Experts believe that more than 640 buildings throughout the Inland Empire are capable of collapsing in the case of a major earthquake.
The Inland Empire is an area east of Los Angeles that consists of San Bernardino and Riverside Counties. Three of California’s most hazardous faults—the San Jacinto, the Cucamonga and the San Andreas, intersect in this area. To understand how serious this is, consider the fact that the San Andreas fault is easily capable of giving off a magnitude 8 earthquake.
The soil that lies underneath the Inland Empire is not ideal for earthquake safety. The area is built upon a basin that consists of loose sediment. The ground would rock in such a way that would resemble a bowl of jelly if a serious earthquake happened.
Unreinforced masonry buildings are extremely unsafe when it comes to earthquakes. Even a moderate earthquake can crumble an unreinforced brick building. Unreinforced brick buildings make up a large cause of deaths in earthquakes. In 1933, 120 people died in Long Beach when brick buildings collapsed upon people. The Loma Prieta earthquake of 1989 and the Sylmar Earthquake of 1971 also testified to the dangers of unreinforced brick buildings. In 2003, a 6.5 earthquake that hit Paso Robles resulted in two people who were crushed under collapsed buildings.

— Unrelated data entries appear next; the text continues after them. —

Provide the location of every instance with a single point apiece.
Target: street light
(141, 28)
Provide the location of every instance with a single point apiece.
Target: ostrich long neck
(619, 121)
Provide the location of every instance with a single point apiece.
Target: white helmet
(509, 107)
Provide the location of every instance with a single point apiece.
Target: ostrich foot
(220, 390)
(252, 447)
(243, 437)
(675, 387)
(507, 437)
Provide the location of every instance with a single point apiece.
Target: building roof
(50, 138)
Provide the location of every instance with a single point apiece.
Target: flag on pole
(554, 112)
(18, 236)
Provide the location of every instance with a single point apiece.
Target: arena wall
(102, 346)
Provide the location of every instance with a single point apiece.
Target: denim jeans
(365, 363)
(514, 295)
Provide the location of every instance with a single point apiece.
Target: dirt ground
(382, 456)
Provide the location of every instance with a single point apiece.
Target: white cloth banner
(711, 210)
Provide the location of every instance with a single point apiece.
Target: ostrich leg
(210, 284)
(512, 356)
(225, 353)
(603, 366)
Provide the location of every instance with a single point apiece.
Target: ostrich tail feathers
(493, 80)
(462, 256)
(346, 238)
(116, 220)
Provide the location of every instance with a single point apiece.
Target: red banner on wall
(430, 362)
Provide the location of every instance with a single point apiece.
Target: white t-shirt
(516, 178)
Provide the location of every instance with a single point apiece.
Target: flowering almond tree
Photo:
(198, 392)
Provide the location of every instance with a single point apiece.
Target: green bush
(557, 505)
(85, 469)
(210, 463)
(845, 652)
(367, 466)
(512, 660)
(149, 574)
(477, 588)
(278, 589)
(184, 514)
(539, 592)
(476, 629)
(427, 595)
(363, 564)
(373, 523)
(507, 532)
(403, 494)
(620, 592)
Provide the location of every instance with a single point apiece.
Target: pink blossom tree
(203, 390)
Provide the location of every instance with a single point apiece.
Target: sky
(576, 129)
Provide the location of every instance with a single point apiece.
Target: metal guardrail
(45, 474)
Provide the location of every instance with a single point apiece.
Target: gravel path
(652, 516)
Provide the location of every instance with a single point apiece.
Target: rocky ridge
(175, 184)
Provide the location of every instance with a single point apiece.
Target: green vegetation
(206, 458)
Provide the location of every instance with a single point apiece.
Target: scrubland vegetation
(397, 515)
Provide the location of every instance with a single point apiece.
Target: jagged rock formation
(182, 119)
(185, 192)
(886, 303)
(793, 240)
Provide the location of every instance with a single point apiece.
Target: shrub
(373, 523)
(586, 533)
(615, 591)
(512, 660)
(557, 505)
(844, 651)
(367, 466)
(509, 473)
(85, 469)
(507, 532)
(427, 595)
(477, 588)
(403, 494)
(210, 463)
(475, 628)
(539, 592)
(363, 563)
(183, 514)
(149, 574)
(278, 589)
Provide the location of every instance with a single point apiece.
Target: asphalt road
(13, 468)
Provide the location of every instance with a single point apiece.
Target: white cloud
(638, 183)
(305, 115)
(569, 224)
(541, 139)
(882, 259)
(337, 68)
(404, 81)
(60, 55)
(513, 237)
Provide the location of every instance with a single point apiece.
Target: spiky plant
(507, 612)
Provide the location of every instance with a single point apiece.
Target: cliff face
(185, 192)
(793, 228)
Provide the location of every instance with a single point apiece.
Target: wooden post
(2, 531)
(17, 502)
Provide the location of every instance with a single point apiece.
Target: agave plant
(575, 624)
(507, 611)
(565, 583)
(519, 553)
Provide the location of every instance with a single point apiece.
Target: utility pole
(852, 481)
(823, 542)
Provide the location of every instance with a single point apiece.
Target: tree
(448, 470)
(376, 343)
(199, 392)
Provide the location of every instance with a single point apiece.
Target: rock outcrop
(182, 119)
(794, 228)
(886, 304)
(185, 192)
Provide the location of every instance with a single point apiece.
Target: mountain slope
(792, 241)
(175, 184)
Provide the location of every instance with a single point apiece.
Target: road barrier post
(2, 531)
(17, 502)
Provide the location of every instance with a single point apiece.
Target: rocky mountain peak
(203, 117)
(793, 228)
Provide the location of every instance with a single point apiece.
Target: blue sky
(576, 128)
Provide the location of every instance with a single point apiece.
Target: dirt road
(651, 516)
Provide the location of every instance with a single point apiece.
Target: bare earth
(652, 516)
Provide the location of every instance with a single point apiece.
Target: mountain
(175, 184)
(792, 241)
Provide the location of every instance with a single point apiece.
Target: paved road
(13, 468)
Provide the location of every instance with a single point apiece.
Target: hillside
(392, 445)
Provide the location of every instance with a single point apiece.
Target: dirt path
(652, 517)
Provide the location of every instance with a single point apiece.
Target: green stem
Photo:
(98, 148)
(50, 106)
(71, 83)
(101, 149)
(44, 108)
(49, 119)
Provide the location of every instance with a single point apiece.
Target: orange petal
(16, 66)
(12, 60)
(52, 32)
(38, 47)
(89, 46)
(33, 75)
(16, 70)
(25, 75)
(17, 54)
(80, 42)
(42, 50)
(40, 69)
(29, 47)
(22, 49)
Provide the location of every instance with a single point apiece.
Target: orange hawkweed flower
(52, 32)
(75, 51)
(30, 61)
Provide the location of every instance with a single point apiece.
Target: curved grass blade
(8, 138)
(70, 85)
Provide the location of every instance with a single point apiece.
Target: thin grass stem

Retrofitting brick buildings involves steel beams, braces and rods to support bricks in such a way where bricks would not come apart from shaking. The cost of retrofitting a building can cost from about $30,000 to $100,000.
The Inland Empire is generally a less glitzy area with a high percentage of lower-income people. This is one of the reasons why change has been slow to come. Business owners claim that the costs of retrofitting are too much, and that they should not be forced to flip the bill for such improvements. They don’t believe that preparing for a big earthquake is a priority, and that there are more important things to think about, like the area’s not-so-great economy. There is no public funding to help these businesses retrofit.
Throughout California, the amount of unreinforced brick buildings varies per city and neighborhood. In Rancho Cucamonga, only one fenced off unreinforced building remains. In Redlands, 74 addresses are known to be unreinforced. In Los Angeles, only three unretrofitted buildings still stand after several decades of hunting down 8,080 unretrofitted buildings.